Chant de printemps
(extrait)
Ecoute mon ami, lointain et sourd, le grondement précoce de la tornade comme un feu roulant de brousse
Et mon sang crie d’angoisse dans l’abandon de ma tête trop lourde livrée aux courants électriques.
Ah ! là-bas l’orage soudain, c’est l’incendie des côtes blanches de la blanche paix de l’Afrique mienne.
Et dans la nuit où tonnent de grandes déchirures de métal
Entends plus près de nous, sur trois cents kilomètres, tous les hurlements des chacals sans lune et les miaulements félins des balles
Entends les rugissement brefs des canons et les barrissements des pachydermes de cent tonnes.
Est-ce l’Afrique encore cette côte mouvente, cet ordre de bataille, cette longue ligne rectiligne, cette ligne d’acier et de feu ?…

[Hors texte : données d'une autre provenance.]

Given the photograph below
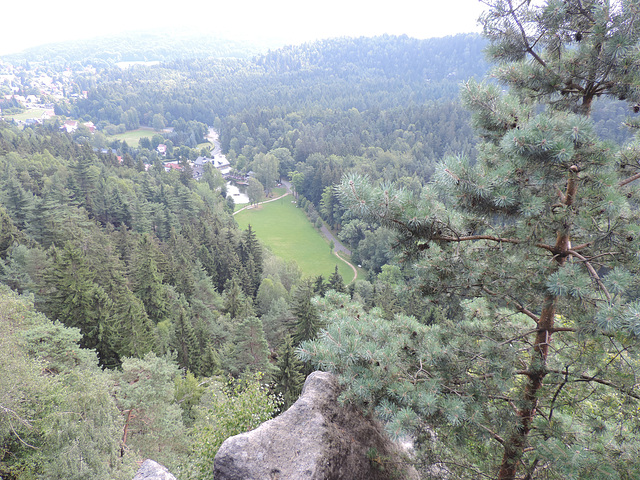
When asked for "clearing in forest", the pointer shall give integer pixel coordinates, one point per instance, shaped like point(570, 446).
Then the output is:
point(286, 230)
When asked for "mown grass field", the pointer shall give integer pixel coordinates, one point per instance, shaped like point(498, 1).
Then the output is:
point(132, 137)
point(286, 230)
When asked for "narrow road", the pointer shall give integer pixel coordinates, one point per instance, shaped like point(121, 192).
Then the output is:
point(338, 247)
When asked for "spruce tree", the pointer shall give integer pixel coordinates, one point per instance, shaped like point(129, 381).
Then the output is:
point(307, 323)
point(288, 378)
point(537, 243)
point(336, 282)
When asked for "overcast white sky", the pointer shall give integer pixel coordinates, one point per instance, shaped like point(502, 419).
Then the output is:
point(27, 24)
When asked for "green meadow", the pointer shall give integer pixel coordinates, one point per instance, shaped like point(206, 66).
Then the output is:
point(288, 233)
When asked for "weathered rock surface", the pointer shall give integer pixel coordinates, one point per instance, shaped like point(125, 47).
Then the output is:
point(316, 439)
point(150, 470)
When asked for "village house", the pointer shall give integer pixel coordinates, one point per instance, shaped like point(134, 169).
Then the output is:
point(70, 126)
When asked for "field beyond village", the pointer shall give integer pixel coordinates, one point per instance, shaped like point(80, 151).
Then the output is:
point(287, 232)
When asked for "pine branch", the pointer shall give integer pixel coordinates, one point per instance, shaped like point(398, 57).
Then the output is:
point(592, 378)
point(629, 180)
point(525, 41)
point(593, 272)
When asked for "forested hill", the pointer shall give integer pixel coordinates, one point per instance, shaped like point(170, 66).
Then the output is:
point(434, 59)
point(136, 46)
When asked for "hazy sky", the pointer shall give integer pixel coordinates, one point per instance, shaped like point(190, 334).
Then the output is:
point(26, 24)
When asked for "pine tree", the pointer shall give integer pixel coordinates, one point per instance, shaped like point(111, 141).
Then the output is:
point(307, 324)
point(77, 301)
point(289, 378)
point(252, 350)
point(537, 243)
point(336, 282)
point(147, 280)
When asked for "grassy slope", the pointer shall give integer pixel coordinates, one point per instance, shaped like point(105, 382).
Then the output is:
point(286, 230)
point(133, 136)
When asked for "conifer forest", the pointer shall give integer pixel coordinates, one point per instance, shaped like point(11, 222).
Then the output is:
point(487, 186)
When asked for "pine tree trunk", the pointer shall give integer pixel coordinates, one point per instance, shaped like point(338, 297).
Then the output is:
point(514, 446)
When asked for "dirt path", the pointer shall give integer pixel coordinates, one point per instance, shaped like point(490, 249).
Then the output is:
point(266, 201)
point(338, 247)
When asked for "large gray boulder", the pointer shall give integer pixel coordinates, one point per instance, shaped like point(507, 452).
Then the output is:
point(150, 470)
point(316, 439)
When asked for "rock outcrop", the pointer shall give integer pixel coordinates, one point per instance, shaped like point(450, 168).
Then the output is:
point(150, 470)
point(316, 439)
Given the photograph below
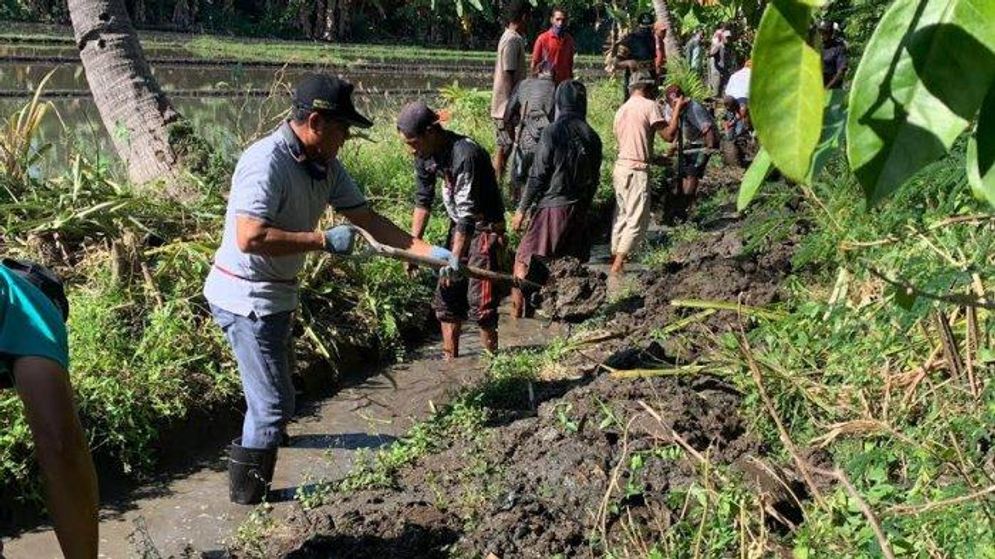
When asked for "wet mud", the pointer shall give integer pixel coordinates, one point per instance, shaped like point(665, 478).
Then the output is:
point(598, 463)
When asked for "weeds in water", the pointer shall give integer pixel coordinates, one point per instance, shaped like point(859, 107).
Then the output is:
point(251, 536)
point(19, 151)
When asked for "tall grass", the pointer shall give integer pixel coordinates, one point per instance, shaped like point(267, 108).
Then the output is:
point(18, 149)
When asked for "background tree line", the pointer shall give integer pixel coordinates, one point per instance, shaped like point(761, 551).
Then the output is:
point(447, 23)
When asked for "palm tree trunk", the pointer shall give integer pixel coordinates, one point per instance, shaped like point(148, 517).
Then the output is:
point(133, 108)
point(671, 45)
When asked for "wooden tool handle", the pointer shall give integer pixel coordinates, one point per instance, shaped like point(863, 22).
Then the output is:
point(437, 263)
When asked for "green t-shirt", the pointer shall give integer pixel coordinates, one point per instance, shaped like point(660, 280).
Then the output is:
point(30, 323)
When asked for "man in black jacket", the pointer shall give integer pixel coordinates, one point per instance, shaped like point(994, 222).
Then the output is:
point(473, 203)
point(531, 105)
point(561, 186)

Mais entends l’ouragan des aigles-forteresses, les escadres aériennes tirant à pleins sabords
Et foudroyant les capitales dans la seconde de l’éclair.
Et les lourdes locomotives bondissent au-dessus des cathédrales
Et les cités superbes flambent, mais bien plus jaunes mais bien plus sèches qu’herbes de brousse en saison sèche.
Et voici que les hautes tours, orgueil des hommes, tombent comme les géants des forêts avec un bruit de plâtras
Et voici que les édifices de ciment et d’acier fondent comme la cire molle aux pieds de Dieu.